Entries over the next couple of days will depend upon me finding wifi connections, as we’re going to Venezia. Yes, life is tough…
For our adventures in Stazione Termini, click here…
San Giovanni in Laterano was our destination today, and as usual we wore it out. The first picture is of the group out front, before entering:
San Giovanni was an eye-opener for the group, I think, as we hadn’t really spent much time in cathedrals yet. The massive amount of space inside, the beauty of the gold on the dome behind the chapel, and the fact that we were occasionally walking on dead people had the group tiptoeing around, trying to come to grips with the sheer amount of history available to us in one building. As Americans we probably don’t have a strong enough sense of the whos and the whats and the whys, but we’re quickly catching up, with the help of Danilo’s services as guide extraordinaire.
We then moved onto the catacomb of Domitilla, where we were led by our guide Juan. I took no video inside, mostly because of the darkness, but several of our group got some marvelous shots which I’m sure they’ll post. Juan was excellent as a guide, and he helped dispel several myths about the catacombs in general, the spreading of which he blamed on Wikipedia. I was most interested in what the presence of catacombs say about the ways that cultures treat their dead, and what these sorts of structures tell us about what makes us humans and worthy of being treated with dignity. The group expressed a little bit of distaste at being able to touch and breathe dust that might or not might contain human remains, a thought that brought a bit of the ewww factor. As Americans, we’re completely unused, I think, to the idea of being limited in space, limits that forced Romans to keep digging deeper in order to bury their dead.
We finished the day (for most of the group, anyway) with a visit to San Clemente. We were fascinated by the Basilica itself, and we also toured the temple to a Persian god below. The visible layers of history were a powerful testament to the ways in which faith arises, and this church’s place as an integrated building within a community – not standing apart from all else – gave it a special feel.

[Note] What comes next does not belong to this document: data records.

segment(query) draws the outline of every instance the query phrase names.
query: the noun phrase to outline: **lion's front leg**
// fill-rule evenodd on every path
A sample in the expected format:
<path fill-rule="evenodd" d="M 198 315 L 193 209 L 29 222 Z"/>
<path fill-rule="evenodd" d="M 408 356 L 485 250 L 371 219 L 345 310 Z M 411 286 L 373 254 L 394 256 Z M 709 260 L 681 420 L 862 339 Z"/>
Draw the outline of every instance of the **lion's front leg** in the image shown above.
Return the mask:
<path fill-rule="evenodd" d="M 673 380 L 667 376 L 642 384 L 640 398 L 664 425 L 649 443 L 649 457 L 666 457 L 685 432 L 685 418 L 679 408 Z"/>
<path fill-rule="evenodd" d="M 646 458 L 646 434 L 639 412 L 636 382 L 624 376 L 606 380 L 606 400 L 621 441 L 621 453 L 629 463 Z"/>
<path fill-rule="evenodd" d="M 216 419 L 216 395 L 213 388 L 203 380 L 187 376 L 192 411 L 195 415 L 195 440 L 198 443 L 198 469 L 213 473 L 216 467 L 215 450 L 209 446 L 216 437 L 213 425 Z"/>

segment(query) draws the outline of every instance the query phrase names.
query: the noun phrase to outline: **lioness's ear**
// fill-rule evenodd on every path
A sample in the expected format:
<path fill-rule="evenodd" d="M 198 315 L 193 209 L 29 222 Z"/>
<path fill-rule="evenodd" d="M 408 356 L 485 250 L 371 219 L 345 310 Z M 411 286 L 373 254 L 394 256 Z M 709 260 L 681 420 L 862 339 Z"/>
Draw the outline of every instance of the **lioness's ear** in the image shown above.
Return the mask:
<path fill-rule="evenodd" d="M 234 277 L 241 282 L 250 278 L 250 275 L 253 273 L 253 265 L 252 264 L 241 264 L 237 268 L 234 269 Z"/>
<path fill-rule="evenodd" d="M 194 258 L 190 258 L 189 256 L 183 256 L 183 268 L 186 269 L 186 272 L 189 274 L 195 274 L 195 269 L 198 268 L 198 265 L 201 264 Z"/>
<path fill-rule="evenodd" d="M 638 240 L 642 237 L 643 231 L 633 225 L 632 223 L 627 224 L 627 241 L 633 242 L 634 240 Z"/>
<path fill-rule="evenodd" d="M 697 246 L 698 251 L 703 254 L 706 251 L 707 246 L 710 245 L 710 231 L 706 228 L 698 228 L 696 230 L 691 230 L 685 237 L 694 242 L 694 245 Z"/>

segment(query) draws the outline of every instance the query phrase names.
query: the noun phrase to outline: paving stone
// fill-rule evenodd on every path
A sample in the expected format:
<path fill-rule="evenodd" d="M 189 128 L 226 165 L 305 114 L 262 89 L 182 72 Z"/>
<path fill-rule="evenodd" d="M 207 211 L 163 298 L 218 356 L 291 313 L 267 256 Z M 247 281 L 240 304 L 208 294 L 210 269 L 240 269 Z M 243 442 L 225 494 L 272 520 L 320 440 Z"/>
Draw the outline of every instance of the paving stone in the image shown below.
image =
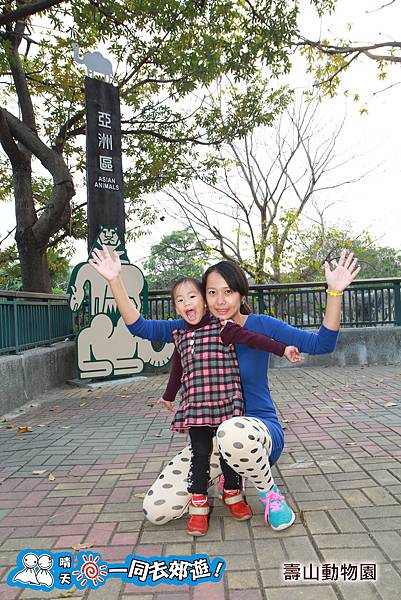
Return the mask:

After the visit everyone went back to Castel Gandolfo, a bit worn out from weekend adventures. I took my own semi-private trip and saw Santi Giovannni e Paolo and wandered through Villa Cellimonti, glorying in the peace and quiet provided by big city parks before braving the rush hour metro and train rides to make it back in time for another delicious dinner.
BTW, if you’re following this blog and you’re not checking out the photos that Steven Slopek is taking (links on the right), you’re missing a lot…
Those who know me know how much I love(d) Bro Power, and thus might be wondering why I haven’t written about him. I simply can’t do it yet, although I’ve tried.